Detect Bearing Wear and Pulley Drive Misalignment in Belt-Driven Fans with 3-Axis Vibration Monitoring
Challenge
A manufacturing plant relied on a standard 3-axis MEMS vibration sensor to monitor the health of its belt-driven fans. While it provided basic vibration data, excessive noise in the third axis made it unreliable for detecting faults in the vertical radial direction (i.e., up-and-down, perpendicular to the shaft). This put the maintenance team in a difficult position. Hesitating to act on third-axis anomalies sometimes allowed mechanical issues to worsen to the point where the fan had already sustained significant damage by the time a specialist was called in. Alternatively, responding to every anomaly in the third axis made it difficult to determine where their attention was really needed. Without a way to separate actual faults from sensor noise, maintenance personnel found themselves caught between reactive and predictive maintenance—sometimes dealing with unplanned downtime and other times dealing with planned downtime for false alarms.
Solution
The plant deployed the Banner QM30VT3 High-Performance 3-Axis Vibration and Temperature Sensor with built-in VIBE-IQ machine learning software to resolve both issues. Unlike traditional MEMS sensors, which often produce unreliable third-axis data, the QM30VT3 features an ultra-low noise density across all three axes, giving the maintenance team clear, accurate vibration data in every direction, eliminating false alarms, and restoring confidence in third-axis measurements.

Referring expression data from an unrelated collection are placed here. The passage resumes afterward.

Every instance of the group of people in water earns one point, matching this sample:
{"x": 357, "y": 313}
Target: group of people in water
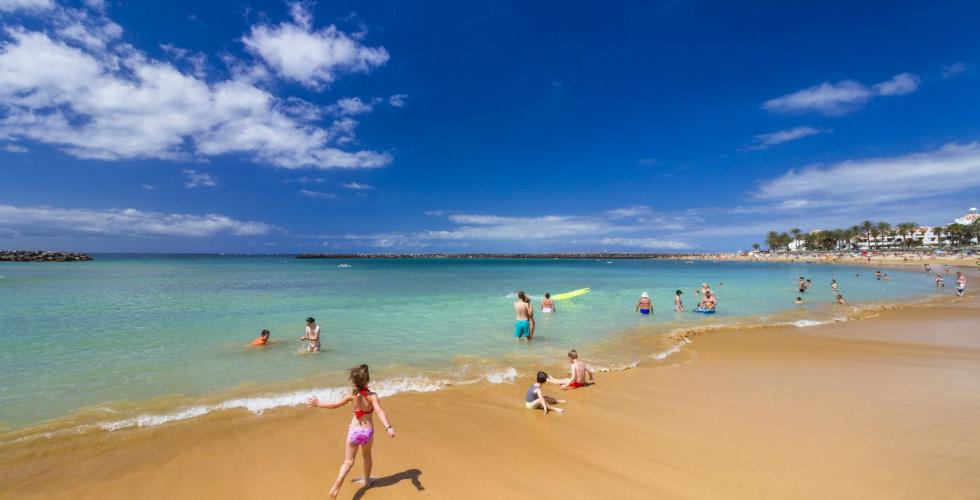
{"x": 365, "y": 403}
{"x": 806, "y": 283}
{"x": 709, "y": 300}
{"x": 941, "y": 282}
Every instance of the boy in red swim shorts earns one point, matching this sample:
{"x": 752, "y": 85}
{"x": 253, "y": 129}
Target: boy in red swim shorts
{"x": 581, "y": 374}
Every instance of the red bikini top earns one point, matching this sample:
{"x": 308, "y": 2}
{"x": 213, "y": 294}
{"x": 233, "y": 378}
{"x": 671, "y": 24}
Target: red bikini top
{"x": 358, "y": 413}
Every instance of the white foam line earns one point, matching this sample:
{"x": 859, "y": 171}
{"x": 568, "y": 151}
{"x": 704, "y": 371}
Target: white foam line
{"x": 260, "y": 404}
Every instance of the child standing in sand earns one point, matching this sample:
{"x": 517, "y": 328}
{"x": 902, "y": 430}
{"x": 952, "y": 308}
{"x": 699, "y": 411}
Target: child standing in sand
{"x": 360, "y": 433}
{"x": 535, "y": 398}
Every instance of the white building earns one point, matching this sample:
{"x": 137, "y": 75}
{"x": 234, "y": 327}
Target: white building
{"x": 924, "y": 236}
{"x": 968, "y": 219}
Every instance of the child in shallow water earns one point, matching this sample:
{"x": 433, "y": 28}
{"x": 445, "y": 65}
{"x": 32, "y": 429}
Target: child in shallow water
{"x": 360, "y": 433}
{"x": 535, "y": 398}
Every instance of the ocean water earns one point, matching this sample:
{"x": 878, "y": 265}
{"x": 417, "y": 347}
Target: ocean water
{"x": 133, "y": 340}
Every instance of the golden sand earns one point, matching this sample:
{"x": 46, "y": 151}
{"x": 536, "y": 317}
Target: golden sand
{"x": 887, "y": 407}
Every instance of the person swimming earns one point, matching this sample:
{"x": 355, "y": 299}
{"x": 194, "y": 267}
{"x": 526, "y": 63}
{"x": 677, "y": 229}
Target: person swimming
{"x": 522, "y": 325}
{"x": 312, "y": 336}
{"x": 547, "y": 305}
{"x": 644, "y": 306}
{"x": 262, "y": 339}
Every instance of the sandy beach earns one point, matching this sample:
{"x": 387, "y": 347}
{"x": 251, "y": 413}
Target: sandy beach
{"x": 879, "y": 408}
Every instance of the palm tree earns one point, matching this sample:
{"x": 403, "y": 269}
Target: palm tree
{"x": 884, "y": 229}
{"x": 867, "y": 226}
{"x": 905, "y": 229}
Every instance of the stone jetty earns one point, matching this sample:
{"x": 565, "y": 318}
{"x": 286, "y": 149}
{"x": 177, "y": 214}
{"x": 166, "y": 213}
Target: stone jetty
{"x": 41, "y": 256}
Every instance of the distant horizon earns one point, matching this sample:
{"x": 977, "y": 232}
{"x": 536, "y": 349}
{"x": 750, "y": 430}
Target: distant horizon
{"x": 286, "y": 127}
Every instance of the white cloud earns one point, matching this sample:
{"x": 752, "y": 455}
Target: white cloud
{"x": 642, "y": 243}
{"x": 956, "y": 69}
{"x": 765, "y": 141}
{"x": 317, "y": 194}
{"x": 605, "y": 229}
{"x": 35, "y": 5}
{"x": 949, "y": 169}
{"x": 77, "y": 87}
{"x": 47, "y": 221}
{"x": 311, "y": 57}
{"x": 197, "y": 179}
{"x": 901, "y": 84}
{"x": 398, "y": 100}
{"x": 842, "y": 97}
{"x": 349, "y": 106}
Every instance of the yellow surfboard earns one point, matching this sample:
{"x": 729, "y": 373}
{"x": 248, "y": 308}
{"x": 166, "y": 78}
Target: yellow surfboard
{"x": 572, "y": 294}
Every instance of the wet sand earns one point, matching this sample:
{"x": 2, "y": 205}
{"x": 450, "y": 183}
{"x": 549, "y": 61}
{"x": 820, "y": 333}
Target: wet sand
{"x": 886, "y": 407}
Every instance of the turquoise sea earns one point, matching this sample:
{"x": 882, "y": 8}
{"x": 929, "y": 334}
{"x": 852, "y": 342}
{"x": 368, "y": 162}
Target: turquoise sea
{"x": 137, "y": 340}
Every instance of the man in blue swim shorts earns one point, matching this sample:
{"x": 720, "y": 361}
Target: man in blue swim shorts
{"x": 522, "y": 314}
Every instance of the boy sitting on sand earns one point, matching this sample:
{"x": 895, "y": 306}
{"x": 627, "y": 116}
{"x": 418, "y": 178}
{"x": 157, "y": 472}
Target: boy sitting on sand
{"x": 581, "y": 375}
{"x": 535, "y": 398}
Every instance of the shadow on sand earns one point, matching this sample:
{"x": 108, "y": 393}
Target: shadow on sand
{"x": 411, "y": 474}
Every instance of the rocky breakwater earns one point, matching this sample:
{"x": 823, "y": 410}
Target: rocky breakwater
{"x": 41, "y": 256}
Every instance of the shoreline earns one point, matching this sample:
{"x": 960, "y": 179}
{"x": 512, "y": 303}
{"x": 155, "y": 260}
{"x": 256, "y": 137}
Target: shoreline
{"x": 657, "y": 343}
{"x": 24, "y": 466}
{"x": 866, "y": 409}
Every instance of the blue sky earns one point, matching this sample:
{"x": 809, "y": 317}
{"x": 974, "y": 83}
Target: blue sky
{"x": 506, "y": 126}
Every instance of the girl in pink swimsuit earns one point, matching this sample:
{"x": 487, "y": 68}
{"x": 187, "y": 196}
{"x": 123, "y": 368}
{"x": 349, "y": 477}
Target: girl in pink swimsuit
{"x": 360, "y": 434}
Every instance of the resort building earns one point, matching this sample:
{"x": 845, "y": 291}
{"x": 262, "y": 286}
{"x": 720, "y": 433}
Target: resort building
{"x": 923, "y": 236}
{"x": 968, "y": 219}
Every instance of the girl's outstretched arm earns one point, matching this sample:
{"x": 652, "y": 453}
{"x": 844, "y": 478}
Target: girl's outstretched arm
{"x": 313, "y": 401}
{"x": 376, "y": 401}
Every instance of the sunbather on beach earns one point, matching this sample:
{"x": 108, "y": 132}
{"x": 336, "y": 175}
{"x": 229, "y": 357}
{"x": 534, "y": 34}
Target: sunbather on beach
{"x": 312, "y": 335}
{"x": 535, "y": 399}
{"x": 360, "y": 433}
{"x": 581, "y": 375}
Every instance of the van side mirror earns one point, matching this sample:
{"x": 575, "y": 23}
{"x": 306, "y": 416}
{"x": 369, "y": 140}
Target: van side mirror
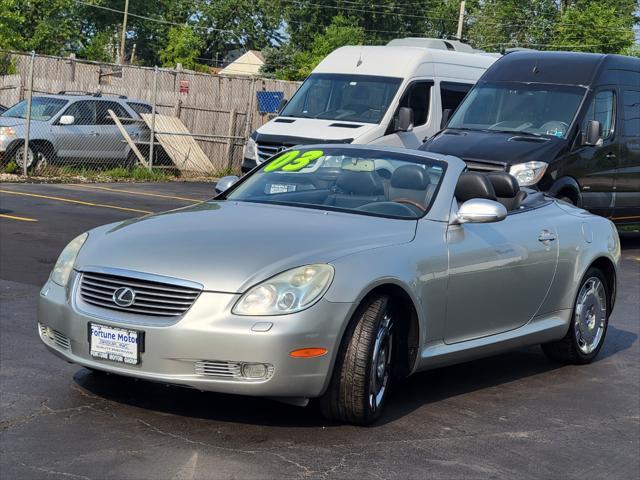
{"x": 592, "y": 133}
{"x": 481, "y": 210}
{"x": 404, "y": 120}
{"x": 225, "y": 183}
{"x": 67, "y": 120}
{"x": 446, "y": 115}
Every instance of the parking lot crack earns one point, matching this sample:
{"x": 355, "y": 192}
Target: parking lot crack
{"x": 55, "y": 472}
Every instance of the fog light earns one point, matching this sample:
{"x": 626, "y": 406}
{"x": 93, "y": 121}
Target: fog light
{"x": 255, "y": 370}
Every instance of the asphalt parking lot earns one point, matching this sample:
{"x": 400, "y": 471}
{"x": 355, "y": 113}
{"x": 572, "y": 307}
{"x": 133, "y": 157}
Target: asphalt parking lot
{"x": 516, "y": 415}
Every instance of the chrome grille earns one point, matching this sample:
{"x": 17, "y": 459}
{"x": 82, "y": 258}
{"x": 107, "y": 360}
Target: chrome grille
{"x": 151, "y": 297}
{"x": 210, "y": 368}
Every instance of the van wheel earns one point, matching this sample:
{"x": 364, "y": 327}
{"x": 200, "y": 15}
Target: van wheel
{"x": 363, "y": 372}
{"x": 588, "y": 325}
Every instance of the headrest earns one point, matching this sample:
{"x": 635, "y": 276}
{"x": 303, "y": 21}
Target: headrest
{"x": 505, "y": 185}
{"x": 412, "y": 177}
{"x": 474, "y": 185}
{"x": 359, "y": 183}
{"x": 358, "y": 165}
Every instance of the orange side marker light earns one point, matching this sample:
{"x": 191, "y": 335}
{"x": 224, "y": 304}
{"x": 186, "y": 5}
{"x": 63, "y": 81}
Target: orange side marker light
{"x": 308, "y": 352}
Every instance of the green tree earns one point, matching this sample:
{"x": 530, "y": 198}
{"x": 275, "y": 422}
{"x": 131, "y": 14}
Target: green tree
{"x": 497, "y": 24}
{"x": 100, "y": 47}
{"x": 595, "y": 27}
{"x": 287, "y": 64}
{"x": 183, "y": 46}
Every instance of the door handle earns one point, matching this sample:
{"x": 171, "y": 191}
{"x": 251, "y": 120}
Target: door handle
{"x": 546, "y": 236}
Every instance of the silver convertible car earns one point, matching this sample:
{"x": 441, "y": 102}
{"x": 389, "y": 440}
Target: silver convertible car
{"x": 372, "y": 264}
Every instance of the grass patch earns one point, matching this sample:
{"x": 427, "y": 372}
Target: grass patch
{"x": 138, "y": 173}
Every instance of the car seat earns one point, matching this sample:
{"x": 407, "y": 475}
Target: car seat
{"x": 473, "y": 185}
{"x": 411, "y": 182}
{"x": 357, "y": 184}
{"x": 507, "y": 190}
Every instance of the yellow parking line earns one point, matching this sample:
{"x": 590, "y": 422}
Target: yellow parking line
{"x": 14, "y": 217}
{"x": 131, "y": 192}
{"x": 79, "y": 202}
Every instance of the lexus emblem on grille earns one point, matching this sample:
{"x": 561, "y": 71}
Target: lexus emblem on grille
{"x": 124, "y": 297}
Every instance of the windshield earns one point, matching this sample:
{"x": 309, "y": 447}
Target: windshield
{"x": 353, "y": 98}
{"x": 42, "y": 108}
{"x": 536, "y": 109}
{"x": 371, "y": 182}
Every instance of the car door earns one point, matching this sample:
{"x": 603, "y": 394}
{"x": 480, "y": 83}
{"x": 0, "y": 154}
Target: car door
{"x": 71, "y": 141}
{"x": 627, "y": 177}
{"x": 112, "y": 144}
{"x": 499, "y": 273}
{"x": 418, "y": 97}
{"x": 596, "y": 168}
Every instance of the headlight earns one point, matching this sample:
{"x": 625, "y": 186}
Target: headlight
{"x": 251, "y": 150}
{"x": 528, "y": 173}
{"x": 287, "y": 292}
{"x": 62, "y": 270}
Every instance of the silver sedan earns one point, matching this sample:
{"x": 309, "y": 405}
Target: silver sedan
{"x": 329, "y": 272}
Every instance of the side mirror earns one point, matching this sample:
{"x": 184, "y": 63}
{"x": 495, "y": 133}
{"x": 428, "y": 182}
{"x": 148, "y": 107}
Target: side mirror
{"x": 67, "y": 120}
{"x": 225, "y": 183}
{"x": 404, "y": 120}
{"x": 446, "y": 115}
{"x": 481, "y": 210}
{"x": 592, "y": 134}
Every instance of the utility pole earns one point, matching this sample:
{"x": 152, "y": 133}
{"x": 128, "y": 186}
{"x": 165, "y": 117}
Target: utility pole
{"x": 460, "y": 20}
{"x": 124, "y": 31}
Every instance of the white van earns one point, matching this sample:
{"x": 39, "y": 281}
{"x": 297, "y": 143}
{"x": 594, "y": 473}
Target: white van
{"x": 392, "y": 95}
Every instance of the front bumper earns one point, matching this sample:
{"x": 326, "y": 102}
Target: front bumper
{"x": 207, "y": 332}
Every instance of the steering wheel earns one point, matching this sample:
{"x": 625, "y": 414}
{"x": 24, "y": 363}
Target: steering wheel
{"x": 408, "y": 201}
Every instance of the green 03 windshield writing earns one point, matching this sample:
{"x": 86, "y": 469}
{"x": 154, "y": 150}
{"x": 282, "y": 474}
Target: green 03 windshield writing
{"x": 293, "y": 161}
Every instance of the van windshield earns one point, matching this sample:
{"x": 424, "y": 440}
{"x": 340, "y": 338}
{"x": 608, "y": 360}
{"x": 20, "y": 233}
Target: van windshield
{"x": 535, "y": 109}
{"x": 352, "y": 98}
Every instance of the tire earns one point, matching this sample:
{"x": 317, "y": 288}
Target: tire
{"x": 364, "y": 367}
{"x": 589, "y": 323}
{"x": 39, "y": 157}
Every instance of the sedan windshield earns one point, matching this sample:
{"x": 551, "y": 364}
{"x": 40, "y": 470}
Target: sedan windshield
{"x": 353, "y": 98}
{"x": 42, "y": 108}
{"x": 364, "y": 181}
{"x": 536, "y": 109}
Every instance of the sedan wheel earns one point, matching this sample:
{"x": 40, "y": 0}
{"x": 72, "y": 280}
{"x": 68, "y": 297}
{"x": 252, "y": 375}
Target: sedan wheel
{"x": 589, "y": 323}
{"x": 364, "y": 367}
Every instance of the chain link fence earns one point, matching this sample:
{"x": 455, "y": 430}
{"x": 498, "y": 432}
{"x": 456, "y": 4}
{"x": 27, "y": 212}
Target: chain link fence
{"x": 71, "y": 117}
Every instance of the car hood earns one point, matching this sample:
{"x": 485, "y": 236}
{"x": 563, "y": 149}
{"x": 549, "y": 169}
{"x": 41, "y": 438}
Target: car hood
{"x": 11, "y": 122}
{"x": 229, "y": 246}
{"x": 503, "y": 148}
{"x": 318, "y": 130}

The greater impact came from the introduction of VIBE-IQ. Instead of forcing the maintenance team to interpret raw vibration data manually, VIBE-IQ continuously monitors machine health and automatically identifies early signs of bearing wear and misalignment. By using machine-learning to establish the baseline, the sensor detects deviations as they emerged, providing timely alerts for actionable intervention before failures occur.
With the QM30VT3 in place, the fans are now monitored with a predictive maintenance strategy, enabling the maintenance team to act only when the sensor triggers alerts based on deviations from established vibration thresholds. The result is a smarter, more efficient maintenance operation with fewer disruptions and greater long-term asset reliability.